Para pengamat mulai berdatangan di Botswana untuk memantau kegiatan menjelang pemilihan umum pada 30 Oktober. Pada hari Selasa, Komunitas Pembangunan Afrika Selatan, atau SADC, secara resmi meluncurkan misinya dengan menyerukan pemilu yang damai.
ADVERTISEMENT

SCROLL TO RESUME CONTENT
Mantan perdana menteri Tanzania Mizengo Pinda memimpin misi pemantauan pemilu SADC, yang bergabung dengan kelompok lain dari Persemakmuran dan Uni Afrika.
Pinda mengatakan misi pemantau pemilu SADC sejalan dengan aspirasi blok regional untuk menyelenggarakan pemilu demokratis di negara-negara anggota.
“Kalau kita akan menyaksikan pemilu, yang pertama adalah mendapatkan gambaran seberapa siap negara tuan rumah. Dalam hal ini, kami yakin semuanya sudah dipersiapkan dengan baik,” kata Pinda. “Tetapi hal kedua, tentu saja, jaminan tersebut harus melampaui pernyataan umum tersebut. Kami ingin memastikan bahwa perdamaian tetap ada, dan perdamaian akan tetap ada bahkan selama pemilu.”

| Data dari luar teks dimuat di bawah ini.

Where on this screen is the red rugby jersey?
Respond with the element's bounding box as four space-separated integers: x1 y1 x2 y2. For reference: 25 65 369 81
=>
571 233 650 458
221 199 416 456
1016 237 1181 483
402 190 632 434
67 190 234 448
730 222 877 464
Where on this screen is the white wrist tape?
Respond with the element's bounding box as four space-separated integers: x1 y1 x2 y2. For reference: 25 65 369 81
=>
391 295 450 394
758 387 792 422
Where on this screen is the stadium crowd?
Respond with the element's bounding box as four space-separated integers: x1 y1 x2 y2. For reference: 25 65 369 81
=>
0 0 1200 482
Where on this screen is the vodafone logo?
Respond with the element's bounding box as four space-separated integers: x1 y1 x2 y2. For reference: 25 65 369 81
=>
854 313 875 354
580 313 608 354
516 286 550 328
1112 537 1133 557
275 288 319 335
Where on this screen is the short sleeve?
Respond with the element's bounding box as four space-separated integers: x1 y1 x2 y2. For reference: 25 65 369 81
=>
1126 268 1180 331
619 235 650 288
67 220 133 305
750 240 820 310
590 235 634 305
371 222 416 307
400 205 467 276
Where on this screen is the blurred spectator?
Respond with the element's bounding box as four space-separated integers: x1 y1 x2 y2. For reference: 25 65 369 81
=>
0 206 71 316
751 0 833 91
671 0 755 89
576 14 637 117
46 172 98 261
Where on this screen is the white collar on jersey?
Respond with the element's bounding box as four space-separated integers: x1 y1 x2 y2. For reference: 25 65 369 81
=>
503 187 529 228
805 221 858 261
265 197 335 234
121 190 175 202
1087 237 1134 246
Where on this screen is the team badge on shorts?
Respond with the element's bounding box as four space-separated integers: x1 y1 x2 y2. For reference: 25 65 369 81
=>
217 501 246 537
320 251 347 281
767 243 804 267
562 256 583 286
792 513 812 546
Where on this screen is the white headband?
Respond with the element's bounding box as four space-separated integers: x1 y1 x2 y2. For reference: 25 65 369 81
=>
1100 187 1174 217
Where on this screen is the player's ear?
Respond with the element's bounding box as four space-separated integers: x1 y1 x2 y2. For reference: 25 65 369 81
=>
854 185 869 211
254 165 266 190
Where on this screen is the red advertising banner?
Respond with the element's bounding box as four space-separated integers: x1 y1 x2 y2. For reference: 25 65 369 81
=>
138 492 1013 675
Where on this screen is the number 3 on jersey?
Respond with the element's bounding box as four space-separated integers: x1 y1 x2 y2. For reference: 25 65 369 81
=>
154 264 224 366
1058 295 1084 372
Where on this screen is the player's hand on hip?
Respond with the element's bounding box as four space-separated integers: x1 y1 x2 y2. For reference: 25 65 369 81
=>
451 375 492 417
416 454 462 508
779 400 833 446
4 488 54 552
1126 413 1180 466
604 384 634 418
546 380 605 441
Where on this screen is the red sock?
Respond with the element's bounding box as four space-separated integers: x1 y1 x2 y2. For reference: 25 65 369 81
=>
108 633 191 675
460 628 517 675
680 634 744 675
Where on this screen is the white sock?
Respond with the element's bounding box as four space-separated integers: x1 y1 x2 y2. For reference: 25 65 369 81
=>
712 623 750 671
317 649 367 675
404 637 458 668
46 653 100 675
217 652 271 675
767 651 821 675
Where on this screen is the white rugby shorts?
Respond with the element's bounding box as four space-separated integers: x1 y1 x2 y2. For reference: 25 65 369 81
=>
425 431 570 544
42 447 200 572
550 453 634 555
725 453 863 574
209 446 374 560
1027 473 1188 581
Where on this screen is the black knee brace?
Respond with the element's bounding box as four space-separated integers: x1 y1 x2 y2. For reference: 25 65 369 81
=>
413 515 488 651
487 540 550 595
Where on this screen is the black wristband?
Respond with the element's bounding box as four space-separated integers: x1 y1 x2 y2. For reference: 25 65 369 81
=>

SADC telah dikritik karena gagal meminta pertanggungjawaban anggotanya, dimana pemilu Zimbabwe dan Mozambik baru-baru ini dianggap bebas dan adil, meskipun terdapat laporan adanya penyimpangan.
Sekretaris Eksekutif SADC Elias Magosi mengatakan blok tersebut hanya dapat membuat rekomendasi, dan laporannya tidak mengikat negara-negara anggota.
“Dalam laporan yang dihasilkan oleh misi observasi, SADC pada dasarnya tidak menerapkan pendekatan wortel dan tongkat dalam hal ini,” katanya. “Biasanya, SADC mendesak negara-negara anggotanya untuk mematuhi prinsip-prinsip atau pedomannya. Dan biasanya mengharapkan negara-negara anggota untuk menerapkan rekomendasi tersebut.”
Namun, kata Magosi, jika pelanggaran pemilu dianggap serius, permasalahannya akan dirujuk ke struktur pengambilan keputusan tertinggi, KTT SADC. Kepala negara dari negara-negara anggota mengadakan pertemuan puncak setiap tahun.
“Ketika permasalahan menjadi sangat serius, melalui sekretariat (SADC), ketua badan tersebut berhak berdasarkan pedoman untuk benar-benar membawa permasalahan tersebut ke pertemuan puncak untuk dipertimbangkan,” kata Magosi.
Hanya segelintir perwakilan partai politik yang menghadiri peluncuran misi pengamat SADC pada hari Selasa. Pihak oposisi menuduh ada upaya untuk mencurangi pemilu.
Phenyo Butale dari Aliansi Progresif – yang berjalan di bawah koalisi oposisi Payung untuk Perubahan Demokratis – mengatakan partainya tidak mengirimkan siapa pun ke pertemuan tersebut, karena mereka yakin pemantau pemilu SADC telah dikompromikan.
“Kami merasa tidak ada gunanya menyaksikan peluncuran ini karena, seperti yang Anda tahu, mereka berada di Zimbabwe, dan mereka memberikan laporan yang mengatakan bahwa pemilu tidak memenuhi standar yang ditetapkan oleh SADC dan pemilu tersebut tidak bebas dan adil,” Butale dikatakan. “Kami bertemu dengan tim pemantau awal dan mengatakan kepada mereka bahwa kami tidak akan menganggap ada gunanya melibatkan mereka sampai kami mengetahui apa yang terjadi dengan laporan (Zimbabwe).”
Menteri Luar Negeri Botswana Lemogang Kwape mengatakan para pengamat akan diizinkan menjalankan tugas mereka tanpa hambatan.
“Kami membuka pintu, ini adalah negara bebas. Kunjungi setiap sudut negara ini dan lakukan observasi. Berinteraksi dengan masyarakat dan lakukan observasi, yang kami yakini akan mandiri. Botswana, sebagai sebuah negara, siap menerima komentar Anda , ” kata Kwape.
Pemantau Persemakmuran dan Uni Afrika tiba di negara itu pekan lalu, tepat pada waktunya untuk memantau pemilu pendahuluan bagi petugas pemungutan suara, tentara dan polisi, yang berlangsung pada hari Sabtu.